Литмир - Электронная Библиотека

— Жрать на улице… Вы п-позорите м-мундир.

И сочтя, что удостоил своим вниманием более чем достаточно, прошел в кондитерскую. Мурин опустил надкусанный эклер в пакет.

Кучер спрыгнул, обошел экипаж:

— Садитесь, ваш блародие. Я просто подыму верх. И кушайте в свое удовольствие… На хер пошел, — бросил он туда, где исчез отутюженный генерал. — Крыса тыловая, — он с шуршанием раскрыл, утвердил капюшон экипажа.

Настроение у Мурина сделалось препоганым: «Точно в дерьмо наступил».

Глава 3

У Мурина была своя тайная слабость. Он обожал сладкое. Так постыдно, так немужественно!
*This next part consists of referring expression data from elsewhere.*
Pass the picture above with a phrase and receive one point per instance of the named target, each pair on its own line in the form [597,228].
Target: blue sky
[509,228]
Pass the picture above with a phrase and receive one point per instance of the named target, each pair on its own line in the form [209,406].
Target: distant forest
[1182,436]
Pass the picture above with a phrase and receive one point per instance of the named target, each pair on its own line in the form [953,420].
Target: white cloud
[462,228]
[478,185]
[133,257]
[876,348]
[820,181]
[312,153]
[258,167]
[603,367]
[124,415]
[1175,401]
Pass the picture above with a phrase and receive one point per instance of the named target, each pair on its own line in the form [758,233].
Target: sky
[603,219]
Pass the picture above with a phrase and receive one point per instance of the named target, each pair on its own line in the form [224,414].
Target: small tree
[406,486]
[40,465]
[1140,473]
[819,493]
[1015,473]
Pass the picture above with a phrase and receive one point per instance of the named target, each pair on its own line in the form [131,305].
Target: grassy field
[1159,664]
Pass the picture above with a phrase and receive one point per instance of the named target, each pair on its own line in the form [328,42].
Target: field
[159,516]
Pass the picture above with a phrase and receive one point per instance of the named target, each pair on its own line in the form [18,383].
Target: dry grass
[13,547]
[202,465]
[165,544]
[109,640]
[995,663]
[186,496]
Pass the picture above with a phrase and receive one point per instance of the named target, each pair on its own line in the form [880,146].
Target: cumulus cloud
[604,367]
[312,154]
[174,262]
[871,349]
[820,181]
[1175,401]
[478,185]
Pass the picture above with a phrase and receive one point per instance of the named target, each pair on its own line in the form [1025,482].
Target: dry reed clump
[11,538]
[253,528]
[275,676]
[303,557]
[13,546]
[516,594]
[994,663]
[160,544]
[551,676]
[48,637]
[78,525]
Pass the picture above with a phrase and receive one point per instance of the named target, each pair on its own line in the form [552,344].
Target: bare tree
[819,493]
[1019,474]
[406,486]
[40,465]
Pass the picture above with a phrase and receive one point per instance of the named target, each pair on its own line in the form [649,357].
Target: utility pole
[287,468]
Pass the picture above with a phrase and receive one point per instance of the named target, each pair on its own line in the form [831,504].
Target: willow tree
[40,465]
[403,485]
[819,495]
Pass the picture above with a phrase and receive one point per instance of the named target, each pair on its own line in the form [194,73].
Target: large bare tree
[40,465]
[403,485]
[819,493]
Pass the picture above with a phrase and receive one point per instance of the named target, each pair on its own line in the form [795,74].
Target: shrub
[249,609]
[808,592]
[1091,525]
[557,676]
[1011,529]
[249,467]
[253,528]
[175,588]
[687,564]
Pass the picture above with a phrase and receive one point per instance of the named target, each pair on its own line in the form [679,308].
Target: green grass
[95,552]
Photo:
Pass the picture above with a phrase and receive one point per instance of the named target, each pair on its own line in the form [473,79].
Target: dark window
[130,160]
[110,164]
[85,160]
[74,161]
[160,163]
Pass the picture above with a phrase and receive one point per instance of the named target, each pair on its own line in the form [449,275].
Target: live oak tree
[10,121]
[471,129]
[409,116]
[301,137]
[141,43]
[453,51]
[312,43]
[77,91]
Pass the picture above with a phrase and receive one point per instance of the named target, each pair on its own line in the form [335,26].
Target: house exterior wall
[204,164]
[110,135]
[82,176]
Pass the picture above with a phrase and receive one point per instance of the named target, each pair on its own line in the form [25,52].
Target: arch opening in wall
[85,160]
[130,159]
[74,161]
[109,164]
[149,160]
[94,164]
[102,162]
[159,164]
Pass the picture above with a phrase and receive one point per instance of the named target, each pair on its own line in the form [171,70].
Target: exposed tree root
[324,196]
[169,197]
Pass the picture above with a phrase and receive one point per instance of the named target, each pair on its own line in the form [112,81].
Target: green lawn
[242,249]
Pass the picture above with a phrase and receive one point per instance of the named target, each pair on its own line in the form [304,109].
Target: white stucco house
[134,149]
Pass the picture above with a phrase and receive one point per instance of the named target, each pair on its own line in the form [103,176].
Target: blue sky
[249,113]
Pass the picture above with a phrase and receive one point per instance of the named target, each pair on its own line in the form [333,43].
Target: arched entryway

Он любил шоколад и эклеры (у Вольфа — лучшие!), любил пирожные со взбитыми сливками и с глазурью, любил миндаль, жаренный в сахаре, и сушеные вишни в шоколаде, любил профитроли и конфеты. В том, что касалось сладкого, он был хоть и гурман, но истинный демократ: он любил все, и простонародные блины с медом или вареньем. Самым большим лишением на войне было для него то, что из сладкого был только изюм, да и то один раз: им угостил Мурина мальчик-гусар, явно недавно отнятый от мамочки, вынутый из любящего дома, изюм был хороший, а на следующий день мальчика убили, вот ведь… Доев эклеры, Мурин свернул бумажный пакет комком, бросил на пол экипажа и почувствовал, как голова стала легкой и ясной, мысли заструились. Он ощутил решимость действовать. И быстро составил в уме нечто вроде плана того, что следует предпринять.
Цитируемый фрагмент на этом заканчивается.